Ecoenzymatic stoichiometry reveals stronger microbial carbon and nitrogen limitation in biochar amendment soils: A meta-analysis

Soil extracellular enzyme activities of microbes to acquire carbon (C), nitrogen (N) and phosphorus (P) exert great roles on soil C sequestration and N, P availability. However, a lack of biochar-induced changes of C, N and P acquisition enzyme activities hinders us from understanding if biochar application will lead to microbial C, N and P limitation based on ecoenzymatic stoichiometry. In this study, through ecoenzymatic stoichiometry, a meta-analysis was conducted to evaluate responses of microbial metabolic limitation to biochar amendment by collecting data of ecoenzymatic activities (EEAs) of the C, N and P acquisition from peer-reviewed papers. The results showed that biochar application increased activities of C, N acquisition enzymes significantly by 9.3 % and 15.1 % on average, respectively. But the influence on P acquisition enzymes activities (Acid, neutral or alkaline phosphatase, abbreviated wholly as PHOS) was not significant. Biochar increased ratio of C acquisition enzymes activities (EC) over P enzymes activities (EP) and ratio of N enzymes activities (EN) over EP, but decreased EC:EN, indicating an increased N limitation or a shift from P limitation to N limitation in microbial metabolism.

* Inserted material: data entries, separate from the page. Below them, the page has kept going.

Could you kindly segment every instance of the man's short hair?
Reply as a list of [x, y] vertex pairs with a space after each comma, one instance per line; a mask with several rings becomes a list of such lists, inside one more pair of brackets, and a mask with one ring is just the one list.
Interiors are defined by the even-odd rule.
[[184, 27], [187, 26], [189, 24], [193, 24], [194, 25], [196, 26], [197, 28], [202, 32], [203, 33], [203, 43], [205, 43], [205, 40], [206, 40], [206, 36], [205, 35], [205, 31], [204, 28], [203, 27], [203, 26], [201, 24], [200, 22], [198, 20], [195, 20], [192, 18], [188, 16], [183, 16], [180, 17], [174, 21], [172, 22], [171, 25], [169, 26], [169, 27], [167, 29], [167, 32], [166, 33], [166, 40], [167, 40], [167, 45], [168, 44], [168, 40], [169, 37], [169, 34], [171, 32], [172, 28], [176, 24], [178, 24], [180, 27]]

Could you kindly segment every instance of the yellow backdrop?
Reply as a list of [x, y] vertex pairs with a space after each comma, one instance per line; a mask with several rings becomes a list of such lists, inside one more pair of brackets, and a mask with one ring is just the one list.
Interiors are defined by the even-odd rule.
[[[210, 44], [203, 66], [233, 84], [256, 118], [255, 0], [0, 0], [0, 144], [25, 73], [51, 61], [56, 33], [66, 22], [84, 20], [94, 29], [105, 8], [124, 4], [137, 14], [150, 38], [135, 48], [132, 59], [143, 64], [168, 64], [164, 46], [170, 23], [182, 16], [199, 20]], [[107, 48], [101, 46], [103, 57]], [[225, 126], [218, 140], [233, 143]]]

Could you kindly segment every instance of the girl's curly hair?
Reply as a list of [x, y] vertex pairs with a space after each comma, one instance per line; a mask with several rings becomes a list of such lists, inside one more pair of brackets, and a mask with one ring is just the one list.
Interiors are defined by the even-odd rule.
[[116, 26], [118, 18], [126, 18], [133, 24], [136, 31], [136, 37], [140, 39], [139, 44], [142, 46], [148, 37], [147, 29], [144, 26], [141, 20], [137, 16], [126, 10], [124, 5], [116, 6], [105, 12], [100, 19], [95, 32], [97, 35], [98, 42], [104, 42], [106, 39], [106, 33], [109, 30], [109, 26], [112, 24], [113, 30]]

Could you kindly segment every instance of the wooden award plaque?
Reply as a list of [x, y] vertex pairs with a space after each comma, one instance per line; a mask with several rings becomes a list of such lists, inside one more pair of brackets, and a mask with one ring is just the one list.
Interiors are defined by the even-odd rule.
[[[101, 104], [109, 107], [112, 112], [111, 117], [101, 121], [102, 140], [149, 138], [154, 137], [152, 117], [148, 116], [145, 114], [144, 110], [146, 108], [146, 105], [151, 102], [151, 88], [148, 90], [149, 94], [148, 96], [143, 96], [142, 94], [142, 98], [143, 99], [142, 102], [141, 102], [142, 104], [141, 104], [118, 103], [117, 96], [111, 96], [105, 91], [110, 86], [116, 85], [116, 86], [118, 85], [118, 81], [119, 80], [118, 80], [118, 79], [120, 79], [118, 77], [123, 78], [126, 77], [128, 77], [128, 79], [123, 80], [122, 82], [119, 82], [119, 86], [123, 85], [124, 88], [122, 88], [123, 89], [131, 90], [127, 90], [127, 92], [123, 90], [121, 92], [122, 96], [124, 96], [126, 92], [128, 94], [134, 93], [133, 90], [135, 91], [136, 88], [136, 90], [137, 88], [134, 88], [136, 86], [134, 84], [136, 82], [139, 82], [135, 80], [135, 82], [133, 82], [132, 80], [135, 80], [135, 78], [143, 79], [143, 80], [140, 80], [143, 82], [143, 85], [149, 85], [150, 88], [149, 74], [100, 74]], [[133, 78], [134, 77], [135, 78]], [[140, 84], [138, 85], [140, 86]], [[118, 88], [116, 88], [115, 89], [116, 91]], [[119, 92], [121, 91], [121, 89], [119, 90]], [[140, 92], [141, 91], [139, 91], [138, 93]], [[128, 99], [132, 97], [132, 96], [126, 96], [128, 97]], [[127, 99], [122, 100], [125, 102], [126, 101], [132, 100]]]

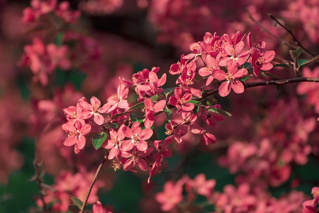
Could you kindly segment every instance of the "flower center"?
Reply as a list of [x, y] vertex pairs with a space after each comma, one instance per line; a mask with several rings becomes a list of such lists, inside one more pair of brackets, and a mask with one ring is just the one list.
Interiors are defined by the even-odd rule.
[[138, 134], [137, 133], [136, 133], [134, 135], [133, 135], [132, 136], [132, 137], [131, 138], [131, 140], [132, 140], [132, 142], [133, 142], [133, 143], [135, 144], [138, 142], [139, 140], [140, 140], [139, 134]]
[[77, 113], [75, 111], [73, 111], [72, 113], [71, 113], [71, 118], [73, 119], [75, 119], [77, 117]]
[[261, 66], [264, 64], [266, 62], [266, 60], [263, 58], [263, 57], [260, 57], [258, 58], [258, 60], [256, 62], [256, 65], [257, 66]]
[[117, 94], [113, 94], [111, 95], [111, 98], [116, 102], [119, 102], [120, 101], [120, 98], [119, 98], [119, 96]]
[[230, 49], [230, 53], [233, 58], [236, 58], [236, 56], [237, 56], [237, 52], [236, 52], [236, 50], [234, 48], [232, 48]]
[[72, 130], [71, 130], [70, 132], [69, 132], [68, 134], [68, 137], [73, 136], [75, 136], [77, 138], [79, 138], [81, 135], [81, 132], [79, 132], [79, 130], [78, 130], [72, 129]]
[[235, 79], [235, 77], [231, 74], [227, 73], [226, 79], [228, 82], [232, 82]]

Enzyme vector analysis showed that soil microbial metabolism was limited by C relative to nutrients (N and P) under biochar amendment according to the overall increased vector length (~1.5 %). Wood biochar caused the strongest microbial C limitation, followed by crop residue biochar as indicated by increased enzyme vector length of 3.6 % and 1.2 % on average, respectively. The stronger microbial C limitation was also found when initial soil total organic carbon (SOC) was < 20 g.kg(-1). Our results illustrated that available nitrogen and organic carbon should be provided to meet microbial stoichiometric requirements to improve plant productivity, especially in low fertile soils under biochar amendment.

Automated summary

This study conducted a meta-analysis using ecoenzymatic stoichiometry to evaluate the influence of biochar amendment on microbial metabolic limitation. The results showed that biochar significantly increased the activities of carbon and nitrogen acquisition enzymes, but had no significant impact on phosphorus acquisition enzymes. Biochar also led to an increased nitrogen limitation or a shift from phosphorus limitation to nitrogen limitation in microbial metabolism. Wood biochar caused the strongest microbial carbon limitation, particularly in soils with low initial soil organic carbon content.